Section of Urology, University of Chicago, Chicago, Illinois.
Department of Urology, University of Washington, Seattle, Washington.
Urol Pract. 2023 Nov;10(6):656-663. doi: 10.1097/UPJ.0000000000000457. Epub 2023 Sep 26.
Patients with mental health disorders are at risk for receiving inequitable cancer treatment, likely resulting from various structural, social, and health-related factors. This study aims to assess the relationship between mental health disorders and the use of definitive treatment in a population-based cohort of those with localized, clinically significant prostate cancer.

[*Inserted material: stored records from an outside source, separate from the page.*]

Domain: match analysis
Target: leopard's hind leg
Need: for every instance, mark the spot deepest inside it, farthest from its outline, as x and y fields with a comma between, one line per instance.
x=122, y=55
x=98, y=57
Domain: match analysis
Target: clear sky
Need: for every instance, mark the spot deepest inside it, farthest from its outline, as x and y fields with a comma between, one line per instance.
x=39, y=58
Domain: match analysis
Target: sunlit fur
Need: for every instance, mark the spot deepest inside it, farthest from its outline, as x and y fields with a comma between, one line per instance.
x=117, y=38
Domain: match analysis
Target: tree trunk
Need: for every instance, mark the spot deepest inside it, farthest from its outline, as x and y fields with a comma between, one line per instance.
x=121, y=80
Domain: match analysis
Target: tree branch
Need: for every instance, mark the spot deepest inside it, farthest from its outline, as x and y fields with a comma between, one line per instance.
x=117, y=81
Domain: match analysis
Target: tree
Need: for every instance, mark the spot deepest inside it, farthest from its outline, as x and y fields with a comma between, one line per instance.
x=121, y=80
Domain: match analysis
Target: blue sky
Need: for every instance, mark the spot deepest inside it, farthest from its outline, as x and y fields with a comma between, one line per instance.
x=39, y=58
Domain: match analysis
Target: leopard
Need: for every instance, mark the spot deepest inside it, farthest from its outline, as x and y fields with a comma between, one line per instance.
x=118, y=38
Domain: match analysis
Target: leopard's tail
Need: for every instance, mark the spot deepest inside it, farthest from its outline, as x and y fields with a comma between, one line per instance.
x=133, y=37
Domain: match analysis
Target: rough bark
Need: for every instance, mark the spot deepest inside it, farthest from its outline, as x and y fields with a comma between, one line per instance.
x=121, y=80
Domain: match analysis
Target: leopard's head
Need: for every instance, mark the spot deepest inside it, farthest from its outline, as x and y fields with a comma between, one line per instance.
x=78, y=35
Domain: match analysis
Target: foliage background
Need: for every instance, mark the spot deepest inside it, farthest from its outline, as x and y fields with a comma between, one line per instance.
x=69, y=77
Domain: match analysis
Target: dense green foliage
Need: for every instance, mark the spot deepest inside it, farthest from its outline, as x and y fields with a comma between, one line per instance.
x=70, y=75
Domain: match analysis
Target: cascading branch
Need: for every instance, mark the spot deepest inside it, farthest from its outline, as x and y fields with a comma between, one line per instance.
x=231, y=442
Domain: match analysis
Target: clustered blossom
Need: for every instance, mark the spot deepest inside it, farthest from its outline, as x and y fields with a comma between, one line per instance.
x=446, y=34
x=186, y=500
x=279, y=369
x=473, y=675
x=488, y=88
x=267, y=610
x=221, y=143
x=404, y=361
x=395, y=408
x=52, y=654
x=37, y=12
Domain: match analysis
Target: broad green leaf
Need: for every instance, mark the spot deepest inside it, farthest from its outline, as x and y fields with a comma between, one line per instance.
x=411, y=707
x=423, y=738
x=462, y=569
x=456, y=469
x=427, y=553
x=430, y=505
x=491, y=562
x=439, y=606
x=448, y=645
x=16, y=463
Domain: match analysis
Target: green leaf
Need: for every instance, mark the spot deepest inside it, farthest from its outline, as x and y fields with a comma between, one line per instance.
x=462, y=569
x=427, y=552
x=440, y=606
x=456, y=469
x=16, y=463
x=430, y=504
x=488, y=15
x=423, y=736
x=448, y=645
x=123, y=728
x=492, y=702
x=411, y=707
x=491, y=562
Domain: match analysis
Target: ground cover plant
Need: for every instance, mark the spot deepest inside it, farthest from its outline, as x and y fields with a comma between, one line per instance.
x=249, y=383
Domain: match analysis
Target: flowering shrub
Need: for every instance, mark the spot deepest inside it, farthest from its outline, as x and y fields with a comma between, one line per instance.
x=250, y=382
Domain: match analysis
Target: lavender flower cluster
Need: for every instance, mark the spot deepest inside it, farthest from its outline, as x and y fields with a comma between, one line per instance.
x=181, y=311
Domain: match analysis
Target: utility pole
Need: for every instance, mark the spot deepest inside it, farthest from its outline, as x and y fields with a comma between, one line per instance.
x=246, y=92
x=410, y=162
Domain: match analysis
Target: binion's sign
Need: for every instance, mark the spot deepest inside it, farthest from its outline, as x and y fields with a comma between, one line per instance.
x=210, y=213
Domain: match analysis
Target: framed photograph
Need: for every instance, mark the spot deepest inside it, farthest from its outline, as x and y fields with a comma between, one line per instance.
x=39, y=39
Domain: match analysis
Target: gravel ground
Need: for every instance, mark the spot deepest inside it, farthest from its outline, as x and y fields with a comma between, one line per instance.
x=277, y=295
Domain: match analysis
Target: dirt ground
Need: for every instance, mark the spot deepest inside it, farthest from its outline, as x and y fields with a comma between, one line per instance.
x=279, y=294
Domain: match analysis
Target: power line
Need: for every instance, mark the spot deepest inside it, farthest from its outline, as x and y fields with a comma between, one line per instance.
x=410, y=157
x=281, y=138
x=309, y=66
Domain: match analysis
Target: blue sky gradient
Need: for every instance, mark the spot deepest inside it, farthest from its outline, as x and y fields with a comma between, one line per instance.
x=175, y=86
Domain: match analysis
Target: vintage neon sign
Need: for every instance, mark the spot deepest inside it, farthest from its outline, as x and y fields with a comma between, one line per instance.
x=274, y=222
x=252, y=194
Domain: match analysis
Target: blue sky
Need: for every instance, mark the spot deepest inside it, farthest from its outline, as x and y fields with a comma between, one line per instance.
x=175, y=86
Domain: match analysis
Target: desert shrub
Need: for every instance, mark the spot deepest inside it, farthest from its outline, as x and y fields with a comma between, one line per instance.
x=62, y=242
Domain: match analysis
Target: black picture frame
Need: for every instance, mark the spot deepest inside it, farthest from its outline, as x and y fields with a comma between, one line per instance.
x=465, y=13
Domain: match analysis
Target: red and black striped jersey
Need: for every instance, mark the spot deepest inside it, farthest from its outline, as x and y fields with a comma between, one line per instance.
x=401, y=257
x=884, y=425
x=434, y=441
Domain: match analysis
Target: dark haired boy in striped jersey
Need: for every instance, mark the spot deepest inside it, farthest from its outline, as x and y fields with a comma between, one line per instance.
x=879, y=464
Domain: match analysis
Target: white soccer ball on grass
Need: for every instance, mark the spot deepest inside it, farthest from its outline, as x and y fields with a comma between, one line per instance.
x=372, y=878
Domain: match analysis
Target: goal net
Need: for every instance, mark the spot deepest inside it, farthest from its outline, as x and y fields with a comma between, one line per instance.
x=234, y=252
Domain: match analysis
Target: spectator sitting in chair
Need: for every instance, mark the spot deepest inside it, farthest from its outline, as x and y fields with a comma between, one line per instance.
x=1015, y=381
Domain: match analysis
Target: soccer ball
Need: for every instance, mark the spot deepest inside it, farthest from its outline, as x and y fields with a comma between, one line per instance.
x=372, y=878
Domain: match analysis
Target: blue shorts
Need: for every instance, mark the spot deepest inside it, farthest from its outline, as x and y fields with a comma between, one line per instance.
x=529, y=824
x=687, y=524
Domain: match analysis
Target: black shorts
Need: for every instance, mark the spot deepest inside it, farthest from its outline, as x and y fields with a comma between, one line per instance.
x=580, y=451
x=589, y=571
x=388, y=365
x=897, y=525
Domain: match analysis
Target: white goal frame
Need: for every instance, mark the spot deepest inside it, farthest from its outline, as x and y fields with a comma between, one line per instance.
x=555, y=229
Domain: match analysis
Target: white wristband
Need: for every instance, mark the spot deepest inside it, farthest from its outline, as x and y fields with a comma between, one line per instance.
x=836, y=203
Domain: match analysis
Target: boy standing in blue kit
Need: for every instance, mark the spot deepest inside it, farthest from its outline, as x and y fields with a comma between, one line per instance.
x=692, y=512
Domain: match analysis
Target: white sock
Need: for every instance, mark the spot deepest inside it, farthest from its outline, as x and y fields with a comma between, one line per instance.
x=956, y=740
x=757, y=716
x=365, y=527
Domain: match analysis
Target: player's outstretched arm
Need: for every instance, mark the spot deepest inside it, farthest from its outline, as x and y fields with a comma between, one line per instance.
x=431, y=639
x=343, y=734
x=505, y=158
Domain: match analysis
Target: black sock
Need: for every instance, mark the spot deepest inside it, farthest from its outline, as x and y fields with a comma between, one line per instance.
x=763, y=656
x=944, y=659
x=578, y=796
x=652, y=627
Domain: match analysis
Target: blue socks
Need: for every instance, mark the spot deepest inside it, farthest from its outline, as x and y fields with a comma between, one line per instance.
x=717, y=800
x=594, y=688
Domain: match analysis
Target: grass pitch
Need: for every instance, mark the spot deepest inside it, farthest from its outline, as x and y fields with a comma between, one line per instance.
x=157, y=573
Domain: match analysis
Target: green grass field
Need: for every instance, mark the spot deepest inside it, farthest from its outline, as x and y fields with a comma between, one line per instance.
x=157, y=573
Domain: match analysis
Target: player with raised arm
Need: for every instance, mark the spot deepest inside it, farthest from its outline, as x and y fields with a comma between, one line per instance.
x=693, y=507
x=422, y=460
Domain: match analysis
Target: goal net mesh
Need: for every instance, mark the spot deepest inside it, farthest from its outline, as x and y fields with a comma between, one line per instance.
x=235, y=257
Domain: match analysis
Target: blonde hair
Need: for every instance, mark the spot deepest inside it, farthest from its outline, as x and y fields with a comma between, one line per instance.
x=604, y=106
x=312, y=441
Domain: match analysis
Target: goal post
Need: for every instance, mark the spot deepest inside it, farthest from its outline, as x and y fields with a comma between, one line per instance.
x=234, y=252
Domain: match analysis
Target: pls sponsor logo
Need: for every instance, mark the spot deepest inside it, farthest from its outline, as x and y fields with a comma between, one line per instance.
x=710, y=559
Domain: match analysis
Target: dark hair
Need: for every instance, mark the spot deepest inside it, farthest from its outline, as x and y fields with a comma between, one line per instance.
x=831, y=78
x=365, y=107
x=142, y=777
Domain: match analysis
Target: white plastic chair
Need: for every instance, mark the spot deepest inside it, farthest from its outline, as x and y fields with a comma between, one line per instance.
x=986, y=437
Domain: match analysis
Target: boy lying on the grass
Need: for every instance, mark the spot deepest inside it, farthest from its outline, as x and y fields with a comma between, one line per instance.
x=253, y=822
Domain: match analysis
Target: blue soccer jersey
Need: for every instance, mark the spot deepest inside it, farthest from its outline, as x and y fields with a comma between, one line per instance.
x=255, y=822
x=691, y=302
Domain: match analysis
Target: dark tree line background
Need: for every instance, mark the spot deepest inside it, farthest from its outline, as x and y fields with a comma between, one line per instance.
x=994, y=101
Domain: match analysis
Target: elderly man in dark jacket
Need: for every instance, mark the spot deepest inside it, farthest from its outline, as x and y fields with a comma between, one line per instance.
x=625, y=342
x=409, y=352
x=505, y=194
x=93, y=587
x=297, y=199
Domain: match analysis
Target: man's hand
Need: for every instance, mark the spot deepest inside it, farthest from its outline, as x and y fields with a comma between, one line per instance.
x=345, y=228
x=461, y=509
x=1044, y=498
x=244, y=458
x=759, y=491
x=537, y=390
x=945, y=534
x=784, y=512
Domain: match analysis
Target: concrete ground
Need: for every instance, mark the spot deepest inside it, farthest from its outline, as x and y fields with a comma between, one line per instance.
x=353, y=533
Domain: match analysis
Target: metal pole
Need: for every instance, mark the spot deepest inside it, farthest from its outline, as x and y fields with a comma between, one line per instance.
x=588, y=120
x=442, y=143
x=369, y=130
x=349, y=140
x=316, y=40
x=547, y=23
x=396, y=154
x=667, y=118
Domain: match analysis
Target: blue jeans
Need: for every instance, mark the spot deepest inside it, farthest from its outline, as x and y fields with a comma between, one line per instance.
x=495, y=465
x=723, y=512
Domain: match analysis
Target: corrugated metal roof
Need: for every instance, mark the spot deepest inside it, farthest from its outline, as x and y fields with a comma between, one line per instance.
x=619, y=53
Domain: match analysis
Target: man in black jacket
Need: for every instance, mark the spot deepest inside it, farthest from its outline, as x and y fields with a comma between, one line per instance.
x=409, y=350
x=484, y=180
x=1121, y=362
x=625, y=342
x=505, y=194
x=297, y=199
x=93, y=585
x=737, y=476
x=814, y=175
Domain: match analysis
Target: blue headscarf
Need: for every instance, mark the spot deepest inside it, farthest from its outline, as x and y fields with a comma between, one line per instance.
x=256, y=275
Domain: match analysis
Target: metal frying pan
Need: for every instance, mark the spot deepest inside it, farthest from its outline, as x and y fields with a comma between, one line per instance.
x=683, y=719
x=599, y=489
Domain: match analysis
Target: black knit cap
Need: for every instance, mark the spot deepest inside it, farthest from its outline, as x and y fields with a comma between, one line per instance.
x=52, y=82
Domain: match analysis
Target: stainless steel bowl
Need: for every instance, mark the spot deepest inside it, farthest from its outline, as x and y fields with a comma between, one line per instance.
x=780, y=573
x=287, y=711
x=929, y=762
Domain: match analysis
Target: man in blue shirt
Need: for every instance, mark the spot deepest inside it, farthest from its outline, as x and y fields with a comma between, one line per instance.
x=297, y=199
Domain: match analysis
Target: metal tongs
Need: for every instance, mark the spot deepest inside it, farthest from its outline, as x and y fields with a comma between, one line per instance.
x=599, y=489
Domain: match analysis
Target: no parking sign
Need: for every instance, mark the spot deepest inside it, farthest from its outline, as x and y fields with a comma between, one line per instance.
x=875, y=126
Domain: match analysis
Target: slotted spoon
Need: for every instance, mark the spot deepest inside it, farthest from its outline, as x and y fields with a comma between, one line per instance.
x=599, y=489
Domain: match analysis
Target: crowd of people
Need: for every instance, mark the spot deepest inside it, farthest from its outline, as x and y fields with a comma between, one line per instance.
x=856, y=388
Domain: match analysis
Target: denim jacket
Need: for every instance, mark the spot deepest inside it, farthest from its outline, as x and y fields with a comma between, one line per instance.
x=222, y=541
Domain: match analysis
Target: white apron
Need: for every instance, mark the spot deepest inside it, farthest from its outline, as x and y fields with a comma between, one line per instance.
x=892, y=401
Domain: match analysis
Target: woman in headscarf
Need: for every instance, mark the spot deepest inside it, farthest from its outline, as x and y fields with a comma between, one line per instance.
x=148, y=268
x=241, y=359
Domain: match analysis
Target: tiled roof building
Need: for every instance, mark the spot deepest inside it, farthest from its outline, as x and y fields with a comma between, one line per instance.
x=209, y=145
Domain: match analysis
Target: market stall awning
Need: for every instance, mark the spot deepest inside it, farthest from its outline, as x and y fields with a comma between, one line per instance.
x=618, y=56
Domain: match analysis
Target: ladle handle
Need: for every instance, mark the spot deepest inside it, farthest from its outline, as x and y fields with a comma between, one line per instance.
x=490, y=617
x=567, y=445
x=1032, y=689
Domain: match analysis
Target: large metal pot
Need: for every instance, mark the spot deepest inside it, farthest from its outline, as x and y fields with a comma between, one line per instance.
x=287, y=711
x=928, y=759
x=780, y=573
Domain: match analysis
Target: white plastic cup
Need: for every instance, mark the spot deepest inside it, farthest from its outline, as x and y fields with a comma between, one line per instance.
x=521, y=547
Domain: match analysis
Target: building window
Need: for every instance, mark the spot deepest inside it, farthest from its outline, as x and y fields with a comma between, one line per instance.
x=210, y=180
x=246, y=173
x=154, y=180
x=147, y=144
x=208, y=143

We conducted a cohort study analysis in SEER (Surveillance, Epidemiology, and End Results)-Medicare (2004-2015). History of a mental health disorder was defined as presence of specific ICD (International Classification of Diseases)-9 or ICD-10 diagnostic codes in the 2 years preceding cancer diagnosis. Descriptive statistics were performed using Wilcoxon rank-sum and χ testing. Multivariable logistic regression was used to evaluate the relationship between mental health disorders and definitive treatment utilization (defined as surgery or radiation).
Of 101,042 individuals with prostate cancer, 7,945 (7.8%) had a diagnosis of a mental health disorder. They were more likely to be unpartnered, have a lower socioeconomic status, and less likely to receive definitive treatment (61.8% vs 68.2%, < .001). Definitive treatment rates were >66%, 62.8%, 60.3%, 58.2%, 54.3%, and 48.1% for post-traumatic stress disorder, depressive disorder, bipolar disorder, anxiety disorder, substance abuse disorder, and schizophrenia, respectively. After adjusting for age, race and ethnicity, marital status and socioeconomic status, history of a mental health disorder was associated with decreased odds of receiving definitive treatment (OR 0.74, 95% CI 0.66-0.83).
Individuals with mental health disorders and prostate cancer represent a vulnerable population; careful attention to clinical and social needs is required to support appropriate use of beneficial treatments.
患有精神健康障碍的患者在接受癌症治疗方面可能存在不平等现象,这可能是由于各种结构性、社会性和与健康相关的因素造成的。本研究旨在评估精神健康障碍与局部、临床显著前列腺癌患者群体中确定性治疗使用之间的关系。
我们在 SEER(监测、流行病学和最终结果)-医疗保险(2004-2015 年)中进行了队列研究分析。精神健康障碍史的定义为癌症诊断前 2 年内存在特定的 ICD(国际疾病分类)-9 或 ICD-10 诊断代码。使用 Wilcoxon 秩和和 χ 检验进行描述性统计。多变量逻辑回归用于评估精神健康障碍与确定性治疗利用之间的关系(定义为手术或放疗)。
在 101042 名患有前列腺癌的个体中,有 7945 名(7.8%)被诊断出患有精神健康障碍。他们更有可能未婚、社会经济地位较低,并且不太可能接受确定性治疗(61.8%比 68.2%,<0.001)。确定性治疗率分别为创伤后应激障碍、抑郁障碍、双相情感障碍、焦虑障碍、物质使用障碍和精神分裂症的>66%、62.8%、60.3%、58.2%、54.3%和 48.1%。调整年龄、种族和民族、婚姻状况和社会经济地位后,精神健康障碍史与接受确定性治疗的可能性降低相关(OR 0.74,95%CI 0.66-0.83)。
患有精神健康障碍和前列腺癌的个体是一个弱势群体;需要仔细关注临床和社会需求,以支持适当利用有益的治疗方法。